Sunday, May 5, 2013

Castillo de San Cristóbal



Built by Spain to protect against land based attacks, Castillo de San Cristóbal originally wrapped around the city of San Juan, Puerto Rico.


Beginning about 1539, several different fortifications were constructed on the hill known as San Cristóbal on the east side of the harbor entrance.  The fort as we see it today was completed in 1783 and covered about 27 acres.


In 1897 after the English and Dutch interlopers were ejected from the island, about a third of the fortification was demolished to allow for the expansion of San Juan. 


Chris and Michele, our friends from the Washington, DC area joined on this excursion.  Chris, a military history buff, was able to provide insight on many of things we were seeing.

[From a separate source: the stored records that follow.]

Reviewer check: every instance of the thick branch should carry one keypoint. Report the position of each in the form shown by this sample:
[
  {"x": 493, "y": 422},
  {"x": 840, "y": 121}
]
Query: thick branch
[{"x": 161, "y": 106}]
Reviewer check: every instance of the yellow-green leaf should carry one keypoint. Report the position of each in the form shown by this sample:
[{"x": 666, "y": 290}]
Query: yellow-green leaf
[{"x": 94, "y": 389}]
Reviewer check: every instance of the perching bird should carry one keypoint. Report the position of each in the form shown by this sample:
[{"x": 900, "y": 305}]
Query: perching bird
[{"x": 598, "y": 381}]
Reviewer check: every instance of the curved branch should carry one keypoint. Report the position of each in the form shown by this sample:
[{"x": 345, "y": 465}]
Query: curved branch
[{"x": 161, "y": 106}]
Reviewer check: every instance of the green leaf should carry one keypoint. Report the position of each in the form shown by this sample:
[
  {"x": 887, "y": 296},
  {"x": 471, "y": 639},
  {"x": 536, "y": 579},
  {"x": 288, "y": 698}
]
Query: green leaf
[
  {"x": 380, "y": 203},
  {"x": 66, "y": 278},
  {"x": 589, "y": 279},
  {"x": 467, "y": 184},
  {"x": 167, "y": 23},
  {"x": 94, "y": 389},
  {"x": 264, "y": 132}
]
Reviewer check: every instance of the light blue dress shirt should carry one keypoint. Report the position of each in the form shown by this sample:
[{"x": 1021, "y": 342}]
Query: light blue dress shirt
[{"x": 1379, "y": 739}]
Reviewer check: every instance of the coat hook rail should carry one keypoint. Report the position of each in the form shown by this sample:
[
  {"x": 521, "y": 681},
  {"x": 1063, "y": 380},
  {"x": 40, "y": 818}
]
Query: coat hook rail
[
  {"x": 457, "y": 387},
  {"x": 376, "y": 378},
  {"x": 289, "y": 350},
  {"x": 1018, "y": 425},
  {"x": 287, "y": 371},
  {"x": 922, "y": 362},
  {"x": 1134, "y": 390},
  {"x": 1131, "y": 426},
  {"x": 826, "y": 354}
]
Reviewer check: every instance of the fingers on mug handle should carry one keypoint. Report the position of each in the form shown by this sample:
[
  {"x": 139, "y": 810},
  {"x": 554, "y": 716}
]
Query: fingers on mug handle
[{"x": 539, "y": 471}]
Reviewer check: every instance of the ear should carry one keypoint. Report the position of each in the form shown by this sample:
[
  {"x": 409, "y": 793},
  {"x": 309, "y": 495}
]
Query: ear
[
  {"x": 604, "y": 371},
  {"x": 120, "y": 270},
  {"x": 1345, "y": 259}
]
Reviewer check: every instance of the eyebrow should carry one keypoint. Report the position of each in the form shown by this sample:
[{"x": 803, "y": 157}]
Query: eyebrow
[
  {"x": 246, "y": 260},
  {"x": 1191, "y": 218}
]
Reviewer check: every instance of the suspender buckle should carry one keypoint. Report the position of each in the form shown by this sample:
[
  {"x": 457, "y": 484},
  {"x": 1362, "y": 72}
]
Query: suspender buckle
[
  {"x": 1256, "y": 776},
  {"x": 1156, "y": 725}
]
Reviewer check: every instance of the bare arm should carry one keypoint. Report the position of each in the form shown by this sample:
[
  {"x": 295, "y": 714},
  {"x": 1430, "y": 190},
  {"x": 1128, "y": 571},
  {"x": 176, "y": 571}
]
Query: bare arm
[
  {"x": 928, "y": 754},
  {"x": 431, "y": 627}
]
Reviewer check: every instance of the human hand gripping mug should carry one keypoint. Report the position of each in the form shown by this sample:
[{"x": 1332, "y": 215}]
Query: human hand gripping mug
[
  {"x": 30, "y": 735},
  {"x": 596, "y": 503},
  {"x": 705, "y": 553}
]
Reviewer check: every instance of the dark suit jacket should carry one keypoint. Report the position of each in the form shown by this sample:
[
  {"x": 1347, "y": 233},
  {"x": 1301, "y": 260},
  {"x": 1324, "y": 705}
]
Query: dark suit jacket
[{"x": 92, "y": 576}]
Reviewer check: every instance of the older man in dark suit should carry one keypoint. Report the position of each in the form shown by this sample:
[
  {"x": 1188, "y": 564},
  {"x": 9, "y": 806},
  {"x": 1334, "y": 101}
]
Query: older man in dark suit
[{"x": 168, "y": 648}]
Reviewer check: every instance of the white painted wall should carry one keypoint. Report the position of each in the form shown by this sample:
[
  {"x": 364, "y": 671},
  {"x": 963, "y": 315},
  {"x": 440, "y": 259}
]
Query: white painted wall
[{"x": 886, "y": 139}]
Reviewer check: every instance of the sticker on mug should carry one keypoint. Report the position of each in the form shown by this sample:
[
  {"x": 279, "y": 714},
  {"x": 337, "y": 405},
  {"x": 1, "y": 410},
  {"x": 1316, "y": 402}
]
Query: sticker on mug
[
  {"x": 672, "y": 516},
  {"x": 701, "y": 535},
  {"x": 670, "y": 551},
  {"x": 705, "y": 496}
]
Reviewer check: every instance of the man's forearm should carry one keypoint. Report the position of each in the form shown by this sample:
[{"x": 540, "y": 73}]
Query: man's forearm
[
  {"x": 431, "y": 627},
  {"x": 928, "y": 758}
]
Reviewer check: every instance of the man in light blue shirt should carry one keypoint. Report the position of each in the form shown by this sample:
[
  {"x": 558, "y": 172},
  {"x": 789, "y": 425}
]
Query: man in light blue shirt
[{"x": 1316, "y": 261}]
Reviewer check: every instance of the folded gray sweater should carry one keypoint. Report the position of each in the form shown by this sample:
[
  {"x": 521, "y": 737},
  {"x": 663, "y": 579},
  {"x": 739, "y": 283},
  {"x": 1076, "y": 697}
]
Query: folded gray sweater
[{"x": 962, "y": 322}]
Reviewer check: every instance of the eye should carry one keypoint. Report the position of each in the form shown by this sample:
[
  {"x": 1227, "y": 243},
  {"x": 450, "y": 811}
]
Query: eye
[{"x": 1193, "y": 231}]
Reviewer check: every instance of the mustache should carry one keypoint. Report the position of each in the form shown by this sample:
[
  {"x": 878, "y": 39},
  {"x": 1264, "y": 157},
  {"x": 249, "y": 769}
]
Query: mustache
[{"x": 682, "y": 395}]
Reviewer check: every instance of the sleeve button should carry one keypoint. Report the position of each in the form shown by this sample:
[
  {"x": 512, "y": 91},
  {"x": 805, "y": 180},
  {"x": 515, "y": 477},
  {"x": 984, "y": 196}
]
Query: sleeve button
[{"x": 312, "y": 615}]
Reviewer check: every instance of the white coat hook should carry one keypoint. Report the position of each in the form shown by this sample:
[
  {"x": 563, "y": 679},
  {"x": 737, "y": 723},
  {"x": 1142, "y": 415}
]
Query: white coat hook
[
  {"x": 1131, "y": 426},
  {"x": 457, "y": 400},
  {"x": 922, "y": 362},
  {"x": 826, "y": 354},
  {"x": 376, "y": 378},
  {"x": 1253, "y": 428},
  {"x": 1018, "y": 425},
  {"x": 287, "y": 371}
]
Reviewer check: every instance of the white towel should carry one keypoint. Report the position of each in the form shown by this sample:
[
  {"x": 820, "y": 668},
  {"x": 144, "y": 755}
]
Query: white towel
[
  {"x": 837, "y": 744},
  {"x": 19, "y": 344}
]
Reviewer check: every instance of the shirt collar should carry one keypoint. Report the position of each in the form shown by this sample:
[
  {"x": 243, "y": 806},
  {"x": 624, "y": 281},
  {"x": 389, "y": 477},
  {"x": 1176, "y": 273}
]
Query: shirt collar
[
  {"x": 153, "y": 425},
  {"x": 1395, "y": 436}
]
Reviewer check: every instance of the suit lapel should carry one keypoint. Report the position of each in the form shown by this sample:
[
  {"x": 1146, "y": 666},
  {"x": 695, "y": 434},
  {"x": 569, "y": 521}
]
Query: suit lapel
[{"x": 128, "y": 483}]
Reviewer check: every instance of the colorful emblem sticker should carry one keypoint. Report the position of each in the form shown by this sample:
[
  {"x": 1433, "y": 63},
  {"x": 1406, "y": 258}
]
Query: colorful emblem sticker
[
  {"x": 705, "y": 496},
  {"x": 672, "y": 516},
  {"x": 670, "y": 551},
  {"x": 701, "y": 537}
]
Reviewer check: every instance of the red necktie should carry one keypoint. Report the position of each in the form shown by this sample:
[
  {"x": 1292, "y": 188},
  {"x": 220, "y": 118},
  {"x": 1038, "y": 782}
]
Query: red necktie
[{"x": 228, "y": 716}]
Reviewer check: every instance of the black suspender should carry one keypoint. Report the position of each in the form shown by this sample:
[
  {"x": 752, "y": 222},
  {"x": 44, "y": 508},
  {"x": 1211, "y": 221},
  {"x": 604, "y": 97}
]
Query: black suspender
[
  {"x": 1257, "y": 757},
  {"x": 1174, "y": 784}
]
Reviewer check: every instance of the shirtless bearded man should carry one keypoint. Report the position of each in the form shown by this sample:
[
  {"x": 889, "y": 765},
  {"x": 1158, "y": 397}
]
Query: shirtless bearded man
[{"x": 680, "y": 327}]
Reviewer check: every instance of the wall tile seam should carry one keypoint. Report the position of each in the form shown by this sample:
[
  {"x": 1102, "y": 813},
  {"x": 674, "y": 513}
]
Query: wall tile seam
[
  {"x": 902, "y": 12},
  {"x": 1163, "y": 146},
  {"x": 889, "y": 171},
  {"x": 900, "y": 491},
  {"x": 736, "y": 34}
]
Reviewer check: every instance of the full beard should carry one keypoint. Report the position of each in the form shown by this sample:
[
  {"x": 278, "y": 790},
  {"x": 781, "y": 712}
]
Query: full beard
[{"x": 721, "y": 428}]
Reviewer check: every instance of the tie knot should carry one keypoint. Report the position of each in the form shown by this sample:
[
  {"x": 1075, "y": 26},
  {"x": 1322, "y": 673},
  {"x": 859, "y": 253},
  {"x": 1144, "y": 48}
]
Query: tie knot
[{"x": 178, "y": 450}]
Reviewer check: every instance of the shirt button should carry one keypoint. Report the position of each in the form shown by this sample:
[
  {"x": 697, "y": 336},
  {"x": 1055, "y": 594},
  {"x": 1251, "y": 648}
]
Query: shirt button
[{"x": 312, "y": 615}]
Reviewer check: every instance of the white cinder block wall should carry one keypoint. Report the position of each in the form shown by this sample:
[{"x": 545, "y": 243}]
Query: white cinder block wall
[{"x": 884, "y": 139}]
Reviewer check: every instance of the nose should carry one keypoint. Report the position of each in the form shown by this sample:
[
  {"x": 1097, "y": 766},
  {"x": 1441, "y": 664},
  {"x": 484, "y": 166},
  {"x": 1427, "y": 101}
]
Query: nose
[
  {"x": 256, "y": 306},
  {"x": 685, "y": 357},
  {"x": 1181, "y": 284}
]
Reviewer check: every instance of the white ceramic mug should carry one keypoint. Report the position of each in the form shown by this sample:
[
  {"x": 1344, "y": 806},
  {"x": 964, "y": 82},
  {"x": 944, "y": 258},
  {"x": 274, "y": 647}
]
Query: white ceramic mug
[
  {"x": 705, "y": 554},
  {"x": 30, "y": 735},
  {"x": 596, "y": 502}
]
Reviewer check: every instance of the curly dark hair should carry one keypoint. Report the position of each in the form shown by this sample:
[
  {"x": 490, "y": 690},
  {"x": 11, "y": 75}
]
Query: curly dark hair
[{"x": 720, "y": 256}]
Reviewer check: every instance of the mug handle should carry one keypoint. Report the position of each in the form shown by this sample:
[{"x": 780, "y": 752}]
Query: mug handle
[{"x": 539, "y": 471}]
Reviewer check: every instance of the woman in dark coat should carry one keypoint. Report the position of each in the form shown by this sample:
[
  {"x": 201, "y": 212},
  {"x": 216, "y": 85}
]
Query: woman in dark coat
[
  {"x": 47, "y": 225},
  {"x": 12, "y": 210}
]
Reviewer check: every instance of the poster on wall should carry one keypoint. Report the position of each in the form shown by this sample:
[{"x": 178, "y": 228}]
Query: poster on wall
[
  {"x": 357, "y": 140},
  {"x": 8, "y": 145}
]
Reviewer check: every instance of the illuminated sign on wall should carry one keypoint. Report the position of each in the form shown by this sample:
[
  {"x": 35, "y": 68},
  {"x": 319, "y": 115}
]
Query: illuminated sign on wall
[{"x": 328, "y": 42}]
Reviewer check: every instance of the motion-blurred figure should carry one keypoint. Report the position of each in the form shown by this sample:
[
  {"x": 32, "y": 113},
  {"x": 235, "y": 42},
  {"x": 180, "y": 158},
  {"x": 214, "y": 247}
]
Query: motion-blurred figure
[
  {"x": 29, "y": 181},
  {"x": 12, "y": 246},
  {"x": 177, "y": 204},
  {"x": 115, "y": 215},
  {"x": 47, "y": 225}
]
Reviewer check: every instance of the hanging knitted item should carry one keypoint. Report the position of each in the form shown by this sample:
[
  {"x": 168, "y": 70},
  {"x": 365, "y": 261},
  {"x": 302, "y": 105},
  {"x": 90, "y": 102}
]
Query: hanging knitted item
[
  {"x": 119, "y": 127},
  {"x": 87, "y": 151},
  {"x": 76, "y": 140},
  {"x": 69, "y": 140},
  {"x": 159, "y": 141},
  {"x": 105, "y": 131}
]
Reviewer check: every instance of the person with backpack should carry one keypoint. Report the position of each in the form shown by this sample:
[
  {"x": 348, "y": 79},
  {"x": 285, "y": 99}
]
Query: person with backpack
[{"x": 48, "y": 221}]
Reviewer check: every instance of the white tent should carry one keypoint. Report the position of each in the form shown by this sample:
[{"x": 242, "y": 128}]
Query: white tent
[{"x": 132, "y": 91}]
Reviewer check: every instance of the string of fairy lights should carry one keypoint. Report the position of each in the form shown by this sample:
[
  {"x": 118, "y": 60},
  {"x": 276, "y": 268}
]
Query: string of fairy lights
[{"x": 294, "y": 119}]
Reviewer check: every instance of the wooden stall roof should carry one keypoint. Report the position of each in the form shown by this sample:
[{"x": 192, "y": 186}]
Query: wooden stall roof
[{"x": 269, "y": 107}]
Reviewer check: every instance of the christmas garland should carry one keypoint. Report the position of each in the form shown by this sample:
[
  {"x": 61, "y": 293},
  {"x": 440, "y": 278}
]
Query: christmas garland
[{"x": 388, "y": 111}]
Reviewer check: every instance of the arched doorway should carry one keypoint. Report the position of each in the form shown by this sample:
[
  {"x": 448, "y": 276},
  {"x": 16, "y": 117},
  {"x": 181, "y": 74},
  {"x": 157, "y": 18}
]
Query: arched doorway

At various points the fortified walls have guerites or sentry boxes.  Legend has it that soldiers randomly disappeared from various guerites, but especially from “The Devil’s Guertie.”  Chris’s theory is that the soldiers would climb on the wall to relieve themselves and get blown off falling to their deaths on rocks and sea below, otherwise known by boaters as “the half-mast syndrome.”

Prison Graffiti

Captured sailors drew pictures of their ships on the walls of the fort’s dungeons.


Executing drawings must have been difficult because light was barely pumped to the prisoners.

Flags of the United States, Puerto Rico and the Spanish Empire

On May 10, 1898, Castillo San Cristóbal's cannon batteries fired on the USS Yale thus marking Puerto Rico’s entry into the Spanish-American War.  Six months later Puerto Rico became a US territory by terms of the Treaty of Paris.


Castillo San Cristóbal was still an active military base in 1942 when World War II began.  Concrete pillboxes and an underground bunker control system were added to the fort’s defenses.


In 1961 the US Army abandoned the forts of Old San Jaun, and they entered the jurisdiction of the US National Park Service.  In 1983 the San Juan National Historic Site was declared a World Heritage Site by the United Nations.